Conte para um técnico que trabalha a vida inteira na Europa que os clubes brasileiros estão jogando 77 partidas (caso do Flamengo em 2022) em um ano, e eles vão responder que isso é loucura. Para se ter uma ideia, o Real Madrid, campeão espanhol e da Champions League na última temporada, entrou em campo 56 vezes. Aliás, o coro por mudanças no calendário nacional ficou ainda mais forte depois da chegada de uma enxurrada de técnicos de fora, como Abel Ferreira: “É insano, para os jogadores e para os treinadores”, diz o comandante do Palmeiras.

A realidade é ainda mais difícil para os clubes com menor poder de investimento e elencos mais enxutos. É o caso do Fortaleza, que teve uma temporada excepcional em 2021, mas acabou pagando o preço no ano seguinte, já que faltou gente suficiente para aguentar disputar competições nacionais e internacionais.

O mesmo acontece com o Atlético Goianiense. Campeão estadual, o Dragão chegou nas quartas de final da Copa do Brasil e na semifinal da Copa Sul-Americana, torneios que não aparecia como favorito em nenhum site de esporte bets. Campanhas históricas, mas que podem custar muito caro para o clube. No Campeonato Brasileiro, só um milagre irá salvar o time do rebaixamento.

 

Pegando a estreia no Campeonato Goiano em 26 de janeiro, até a data da eliminação na competição continental, em 1º de setembro, foram 61 jogos em 218 dias. Média absurda de uma partida a cada três dias e meio. Em muitas semanas, o pior cenário possível: três jogos, sem nenhum tempo de descanso:

“Com três jogos por semana, faço apenas trabalhos leves para manutenção de força. A parte de treinamento tático também é bem reduzida, porque precisamos segurar a carga para os atletas conseguirem suportar a sequência de partidas”, explica Luis Fernando Goulart, preparador físico do Atlético Goianiense.

Leia também:

Isso explica muita coisa. Primeiro: a quantidade absurda de problemas físicos. No ano passado, os 20 times da Primeira Divisão do Campeonato Brasileiro sofreram com um total de 630 lesões. Mais da metade, 323, foram problemas na coxa, parte do corpo que mais sofre com a maratona de jogos. Segundo: se não há tempo para treinar, aprimorar a parte técnica e tática, não se pode cobrar partidas com padrão europeu de qualidade.

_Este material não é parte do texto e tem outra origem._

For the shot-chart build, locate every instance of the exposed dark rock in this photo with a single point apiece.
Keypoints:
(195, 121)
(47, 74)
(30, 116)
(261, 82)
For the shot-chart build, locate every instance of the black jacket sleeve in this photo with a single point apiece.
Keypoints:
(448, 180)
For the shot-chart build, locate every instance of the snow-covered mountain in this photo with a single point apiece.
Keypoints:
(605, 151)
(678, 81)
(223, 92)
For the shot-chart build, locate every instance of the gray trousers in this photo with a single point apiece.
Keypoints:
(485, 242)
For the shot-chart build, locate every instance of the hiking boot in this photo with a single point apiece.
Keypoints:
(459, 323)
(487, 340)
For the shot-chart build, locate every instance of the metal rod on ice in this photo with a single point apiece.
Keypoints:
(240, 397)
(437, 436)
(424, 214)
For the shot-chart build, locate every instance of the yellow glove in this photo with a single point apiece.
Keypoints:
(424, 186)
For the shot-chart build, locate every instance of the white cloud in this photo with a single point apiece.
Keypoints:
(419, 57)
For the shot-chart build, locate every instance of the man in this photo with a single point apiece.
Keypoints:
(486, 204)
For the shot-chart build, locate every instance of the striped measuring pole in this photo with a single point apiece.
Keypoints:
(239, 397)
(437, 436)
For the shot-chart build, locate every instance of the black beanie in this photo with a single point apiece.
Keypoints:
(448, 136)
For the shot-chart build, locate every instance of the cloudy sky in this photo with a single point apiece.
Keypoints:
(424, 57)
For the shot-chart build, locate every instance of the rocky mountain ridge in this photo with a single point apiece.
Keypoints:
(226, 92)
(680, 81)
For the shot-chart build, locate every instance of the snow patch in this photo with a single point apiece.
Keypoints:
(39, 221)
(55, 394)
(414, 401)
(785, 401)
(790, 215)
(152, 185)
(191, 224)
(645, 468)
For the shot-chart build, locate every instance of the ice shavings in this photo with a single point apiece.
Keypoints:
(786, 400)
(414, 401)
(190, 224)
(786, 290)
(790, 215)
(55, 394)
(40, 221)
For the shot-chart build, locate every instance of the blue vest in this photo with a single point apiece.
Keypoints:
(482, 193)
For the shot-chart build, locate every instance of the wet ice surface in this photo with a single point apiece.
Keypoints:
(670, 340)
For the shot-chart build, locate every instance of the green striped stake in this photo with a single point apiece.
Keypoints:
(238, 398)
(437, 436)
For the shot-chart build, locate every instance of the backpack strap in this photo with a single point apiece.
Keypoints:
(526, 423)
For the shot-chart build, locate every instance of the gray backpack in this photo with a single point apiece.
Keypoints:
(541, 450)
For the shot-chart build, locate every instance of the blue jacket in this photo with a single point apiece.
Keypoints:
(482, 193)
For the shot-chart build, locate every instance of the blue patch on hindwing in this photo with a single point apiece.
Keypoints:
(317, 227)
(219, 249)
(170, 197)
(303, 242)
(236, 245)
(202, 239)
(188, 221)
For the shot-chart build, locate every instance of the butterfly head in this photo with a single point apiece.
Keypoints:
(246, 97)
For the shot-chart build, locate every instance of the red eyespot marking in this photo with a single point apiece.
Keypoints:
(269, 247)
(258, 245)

Há tempos, os especialistas pedem mudanças no futebol brasileiro. As mais comuns são a adequação ao calendário europeu, com competições indo de agosto a junho, jogos do Campeonato Brasileiro apenas nos fins de semana e redução drástica do número de partidas dos Campeonatos Estaduais.

Para o calendário de 2023, a CBF prometeu que não haverá jogos de clubes nas datas Fifa, quando acontecem as partidas das seleções. Os times que tiverem jogadores convocados terão um intervalo mínimo de 48 horas entre o fim do período e a primeira partida que irá disputar. A má notícia para aqueles que criticam o excesso de jogos, é que os Campeonatos Estaduais seguem com 16 datas. A única grande novidade é que as finais da Copa do Brasil serão realizadas aos domingos.